Condition token filter

Condition token filter

The condition token filter is a special type of filter that allows you to apply other token filters conditionally based on certain criteria. This provides more control over when certain token filters should be applied during text analysis. Multiple filters can be configured and only applied when they meet the conditions you define. This token filter can be very useful for language-specific processing and handling of special characters.

Parameters

There are two parameters that must be configured in order to use the condition token filter.

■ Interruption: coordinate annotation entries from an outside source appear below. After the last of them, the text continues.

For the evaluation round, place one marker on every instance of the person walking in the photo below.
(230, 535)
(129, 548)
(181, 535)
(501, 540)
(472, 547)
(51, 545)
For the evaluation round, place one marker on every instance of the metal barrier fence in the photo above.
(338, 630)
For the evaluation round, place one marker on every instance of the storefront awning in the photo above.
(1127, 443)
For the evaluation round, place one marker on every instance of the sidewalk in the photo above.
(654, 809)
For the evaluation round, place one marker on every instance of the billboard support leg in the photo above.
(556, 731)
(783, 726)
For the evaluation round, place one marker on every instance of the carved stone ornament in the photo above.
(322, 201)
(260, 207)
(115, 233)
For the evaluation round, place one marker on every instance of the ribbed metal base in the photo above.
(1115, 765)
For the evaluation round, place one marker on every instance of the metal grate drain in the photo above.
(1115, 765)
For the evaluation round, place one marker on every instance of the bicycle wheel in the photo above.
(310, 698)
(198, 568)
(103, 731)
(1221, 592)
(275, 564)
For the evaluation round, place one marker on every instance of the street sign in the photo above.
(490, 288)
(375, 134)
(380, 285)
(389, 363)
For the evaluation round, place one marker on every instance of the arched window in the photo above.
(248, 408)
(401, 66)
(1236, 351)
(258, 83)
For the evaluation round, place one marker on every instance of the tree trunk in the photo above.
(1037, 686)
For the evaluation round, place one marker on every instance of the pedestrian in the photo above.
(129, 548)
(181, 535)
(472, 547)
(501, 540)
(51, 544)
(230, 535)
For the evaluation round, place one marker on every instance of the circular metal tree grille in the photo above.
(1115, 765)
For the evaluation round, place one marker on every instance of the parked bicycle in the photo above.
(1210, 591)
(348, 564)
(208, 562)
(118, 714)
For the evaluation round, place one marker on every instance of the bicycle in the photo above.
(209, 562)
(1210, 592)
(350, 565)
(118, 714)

Parameter	Required/Optional	Data type	Description
`filter`	Required	Array	Specifies which token filters should be applied to the tokens when the specified condition (defined by the `script` parameter) is met.
`script`	Required	Object	Configures an inline script that defines the condition that needs to be met in order for the filters specified in the `filter` parameter to be applied (only inline scripts are accepted).

Example

The following example request creates a new index named my_conditional_index and configures an analyzer with a condition filter. This filter applies a lowercase filter to any tokens that contain the character sequence “um”:

PUT /my_conditional_index
{
  "settings": {
    "analysis": {
      "filter": {
        "my_conditional_filter": {
          "type": "condition",
          "filter": ["lowercase"],
          "script": {
            "source": "token.getTerm().toString().contains('um')"
          }
        }
      },
      "analyzer": {
        "my_analyzer": {
          "type": "custom",
          "tokenizer": "standard",
          "filter": [
            "my_conditional_filter"
          ]
        }
      }
    }
  }
}

copy

Generated tokens

Use the following request to examine the tokens generated using the analyzer:

GET /my_conditional_index/_analyze
{
  "analyzer": "my_analyzer",
  "text": "THE BLACK CAT JUMPS OVER A LAZY DOG"
}

copy

The response contains the generated tokens:

{
  "tokens": [
    {
      "token": "THE",
      "start_offset": 0,
      "end_offset": 3,
      "type": "<ALPHANUM>",
      "position": 0
    },
    {
      "token": "BLACK",
      "start_offset": 4,
      "end_offset": 9,
      "type": "<ALPHANUM>",
      "position": 1
    },
    {
      "token": "CAT",
      "start_offset": 10,
      "end_offset": 13,
      "type": "<ALPHANUM>",
      "position": 2
    },
    {
      "token": "jumps",
      "start_offset": 14,
      "end_offset": 19,
      "type": "<ALPHANUM>",
      "position": 3
    },
    {
      "token": "OVER",
      "start_offset": 20,
      "end_offset": 24,
      "type": "<ALPHANUM>",
      "position": 4
    },
    {
      "token": "A",
      "start_offset": 25,
      "end_offset": 26,
      "type": "<ALPHANUM>",
      "position": 5
    },
    {
      "token": "LAZY",
      "start_offset": 27,
      "end_offset": 31,
      "type": "<ALPHANUM>",
      "position": 6
    },
    {
      "token": "DOG",
      "start_offset": 32,
      "end_offset": 35,
      "type": "<ALPHANUM>",
      "position": 7
    }
  ]
}